La banda debe encontrarse ya debajo de la ventana, y llena todo el calabozo con sus sonidos marciales, llenos de cadencia y armonía. Una trompeta grande desafina estridente y pierde el compás, tan pronto adelantándose como retrasándose. Musia, imaginando ver todo apurado al soldadito que la toca, sonríe.

El regimiento se aleja por fin, y el ruido de los pasos se desvanece: ¡Un, dos! ¡Un, dos! De lejos, la música parece todavía más bonita y alegre. Aún se oye una o dos veces la estridente desafinación de la trompeta, que sigue perdiendo el compás, y al fin todo se extingue. Vuelven a sonar en la torre, lentas y dolorosas, las horas, que perturban el silencio.

- ¡Se han ido! -piensa Musia con cierto pesar, lamentando no oír ya aquellos sonidos tan graciosos y alegres. También lo siente por aquellos soldaditos que tocan afanosamente las metálicas trompetas y por los que llevan las botas crujientes, todos distintos, muy distintos de aquellos otros contra quienes deseaba disparar su revólver.

- ¡Que vuelvan! -suplica lastimera. Y aparecen nuevas imágenes, que se inclinan sobre ella y la envuelven en una nube transparente y la elevan a lo alto, allí donde vuelan las aves de paso y donde gritan a derecha y a izquierda, voceando, como heraldos, y llaman, anuncian, van y vuelven en su vuelo, batiendo sus anchas alas. La obscuridad las sostiene, lo mismo que las sostiene la luz, y en sus pechos inflados, que hienden el aire, se refleja el resplandor azulado de la ciudad iluminada. El corazón de Musia continúa palpitando cada vez con mayor igualdad, y su respiración se hace más tranquila y silenciosa. Se ha quedado dormida. Su rostro está cansado y pálido, rodea sus ojos un círculo obscuro, sus manos finas y delgadas de virgen blanquean sobre la ropa y en sus labios florece una sonrisa. Cuando mañana salga el sol, aquel rostro delicadamente humano se habrá desfigurado con una mueca que no tendrá nada de humana; habrá invadido el cerebro una sangre espesa y habrán salido de sus órbitas los ojos vidriosos; pero hoy está Musia tranquilamente dormida en plena inmortalidad.

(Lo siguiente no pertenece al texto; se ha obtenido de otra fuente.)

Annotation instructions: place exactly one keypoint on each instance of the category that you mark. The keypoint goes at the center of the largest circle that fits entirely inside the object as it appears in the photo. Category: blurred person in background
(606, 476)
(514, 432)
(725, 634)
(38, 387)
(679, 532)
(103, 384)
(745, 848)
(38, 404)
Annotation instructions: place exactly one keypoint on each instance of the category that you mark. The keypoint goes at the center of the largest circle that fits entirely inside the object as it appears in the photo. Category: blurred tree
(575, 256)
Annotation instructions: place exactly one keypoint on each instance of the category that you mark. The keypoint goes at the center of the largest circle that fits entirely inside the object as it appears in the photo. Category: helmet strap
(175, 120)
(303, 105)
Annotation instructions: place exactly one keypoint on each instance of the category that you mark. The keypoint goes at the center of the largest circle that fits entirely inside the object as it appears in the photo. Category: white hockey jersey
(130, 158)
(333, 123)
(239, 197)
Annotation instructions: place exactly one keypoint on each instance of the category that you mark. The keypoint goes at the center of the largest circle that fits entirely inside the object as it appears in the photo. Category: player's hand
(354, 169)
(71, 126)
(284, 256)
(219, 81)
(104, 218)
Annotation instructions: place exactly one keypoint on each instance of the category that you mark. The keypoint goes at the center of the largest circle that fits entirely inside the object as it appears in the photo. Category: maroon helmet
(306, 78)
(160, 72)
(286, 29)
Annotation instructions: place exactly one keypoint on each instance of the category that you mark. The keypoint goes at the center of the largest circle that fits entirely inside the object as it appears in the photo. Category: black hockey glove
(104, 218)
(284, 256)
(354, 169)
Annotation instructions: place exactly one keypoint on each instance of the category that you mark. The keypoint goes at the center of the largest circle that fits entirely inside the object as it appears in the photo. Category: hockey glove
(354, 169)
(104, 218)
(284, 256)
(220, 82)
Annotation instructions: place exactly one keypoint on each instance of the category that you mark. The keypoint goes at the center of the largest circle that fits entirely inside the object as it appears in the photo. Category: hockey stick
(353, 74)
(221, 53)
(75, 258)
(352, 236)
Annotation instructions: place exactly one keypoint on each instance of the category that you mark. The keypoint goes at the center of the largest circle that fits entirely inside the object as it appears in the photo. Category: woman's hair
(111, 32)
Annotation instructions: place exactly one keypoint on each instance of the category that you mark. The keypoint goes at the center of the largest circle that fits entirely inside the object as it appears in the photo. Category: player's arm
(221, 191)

Prosigue entre tanto la vida de la fortaleza, sorda y atenta, ciega y vigilante como una eterna alarma. Se oyen pasos. Se oyen cuchicheos. Hacia un extremo golpea el suelo un fusil. Parece haberse oído un grito. Quizá no ha gritado nadie; quizá haya sido una fantasía creada por el silencio.

Sigilosamente se abre la mirilla de la puerta y aparece en la negra abertura un sombrío rostro bigotudo. Durante largo rato sus ojos se clavan admirados en el rostro de Musia, y luego desaparece silenciosamente.

Suenan las campanas del reloj, lentas y dolorosas. Dijérase que las horas ascienden cansadas, en la noche, por una alta montaña, con movimiento cada vez más penoso, resbalando, retrocediendo y volviendo a trepar cada vez más trabajosamente hacia la cumbre tenebrosa.

Óyense pasos. Óyese cuchichear. Ya han enganchado los caballos al coche lúgubre que no tiene farol.